The
scenes in the jungle are crisply told. We see the bridge being built,
and we watch the standoff between the two colonels. Hayakawa and
Guinness make a good match as they create two disciplined officers
who never bend, but nevertheless quietly share the vision of completing
the bridge.
The obsession is with building a better bridge, and finishing it
on time. The story's great irony is that once Nicholson successfully
stands up to Saito, he immediately devotes himself to Saito's project
as if it is his own. He suggests a better site for the bridge, he
offers blueprints and timetables, and he even enters Clipton's hospital
hut in search of more workers, and marches out at the head of a
column of the sick and the lame. On the night before the first train
crossing, he hammers into place a plaque boasting that the bridge
was ‘designed and built by soldiers of the British army’.
It
is Clipton who asks him, if they might not be accused of aiding the
enemy.
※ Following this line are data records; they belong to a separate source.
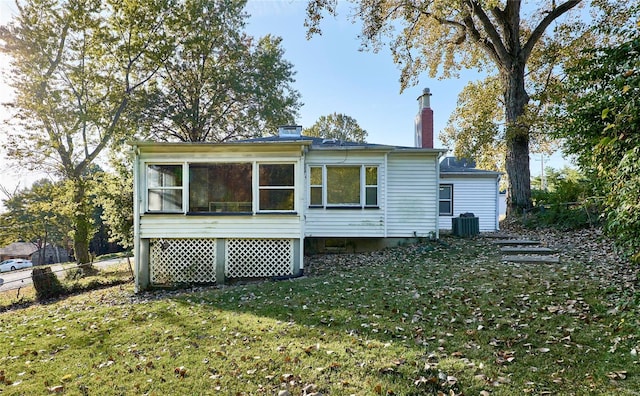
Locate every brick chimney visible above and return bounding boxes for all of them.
[415,88,433,148]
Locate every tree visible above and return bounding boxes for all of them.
[550,16,640,262]
[96,157,134,249]
[306,0,632,214]
[0,0,171,265]
[142,0,300,142]
[0,179,72,263]
[303,113,367,143]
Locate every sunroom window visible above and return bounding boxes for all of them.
[147,165,182,212]
[258,164,295,211]
[189,163,253,213]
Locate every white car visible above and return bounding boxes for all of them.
[0,259,33,272]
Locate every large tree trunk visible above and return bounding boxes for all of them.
[502,62,531,216]
[72,179,91,268]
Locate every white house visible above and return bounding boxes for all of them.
[134,89,498,290]
[438,157,502,232]
[134,92,446,290]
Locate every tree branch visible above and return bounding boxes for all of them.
[464,0,509,68]
[521,0,582,61]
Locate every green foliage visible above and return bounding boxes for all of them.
[0,0,172,263]
[96,157,133,249]
[32,267,66,301]
[0,179,72,251]
[302,113,367,143]
[525,167,602,230]
[556,14,640,262]
[139,0,301,142]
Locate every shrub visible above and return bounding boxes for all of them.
[31,267,66,301]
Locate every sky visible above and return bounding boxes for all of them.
[0,0,566,199]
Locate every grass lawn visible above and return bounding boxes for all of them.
[0,237,640,395]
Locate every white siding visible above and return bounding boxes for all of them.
[387,153,438,237]
[304,151,386,238]
[439,173,499,231]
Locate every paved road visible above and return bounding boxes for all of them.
[0,258,133,292]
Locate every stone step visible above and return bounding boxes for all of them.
[502,255,560,264]
[492,239,540,246]
[500,246,557,255]
[480,232,517,239]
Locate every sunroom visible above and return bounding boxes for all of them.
[134,142,307,289]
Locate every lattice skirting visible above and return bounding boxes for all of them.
[149,238,295,285]
[225,239,294,278]
[149,238,216,285]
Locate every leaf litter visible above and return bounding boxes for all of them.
[0,224,640,395]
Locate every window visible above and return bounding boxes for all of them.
[309,166,378,208]
[439,184,453,216]
[309,166,322,206]
[189,163,253,213]
[364,166,378,206]
[258,164,295,211]
[327,166,360,206]
[147,165,182,212]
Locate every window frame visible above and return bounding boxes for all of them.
[253,161,297,214]
[141,159,302,216]
[187,161,255,216]
[307,164,380,209]
[438,183,453,216]
[143,162,188,214]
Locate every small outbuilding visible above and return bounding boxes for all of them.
[438,157,502,232]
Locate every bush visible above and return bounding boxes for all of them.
[31,267,67,301]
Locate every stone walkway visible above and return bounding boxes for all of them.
[486,234,560,264]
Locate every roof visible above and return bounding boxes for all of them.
[237,135,447,153]
[135,135,447,153]
[0,242,38,256]
[440,157,502,177]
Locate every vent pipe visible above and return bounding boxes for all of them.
[415,88,433,148]
[278,125,302,138]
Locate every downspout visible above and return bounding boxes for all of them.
[133,145,140,293]
[298,145,308,276]
[494,175,500,231]
[383,151,389,239]
[434,151,444,240]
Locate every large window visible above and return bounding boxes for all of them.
[309,166,378,208]
[147,165,182,212]
[146,161,296,214]
[439,184,453,216]
[258,164,295,211]
[189,163,253,213]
Not at all, Guinness replies,
‘One
day the war will be over, and I hope the people who use this bridge
in years to come will remember how it was built, and who built it’.
A
pleasant sentiment, but in the meantime the bridge will be used to
advance the war against the Allies. Nicholson is so proud of the bridge
that he essentially forgets about the war.
Lean
handles the climax with precision and suspense. There's a nice use
of the boots of a sentry on the bridge, sending hollow reverberations
down to the men wiring the bridge with plastic explosives. Meanwhile,
the British celebrate completion of the bridge with an improbable
musical revue that doesn't reflect what is known about the brutal
conditions of the POW camps.
Although
the film's two most important characters both begin to lose their
grip on reality and perspective, the hero more than the villain, we're
not quite certain what is intended by that final dialogue.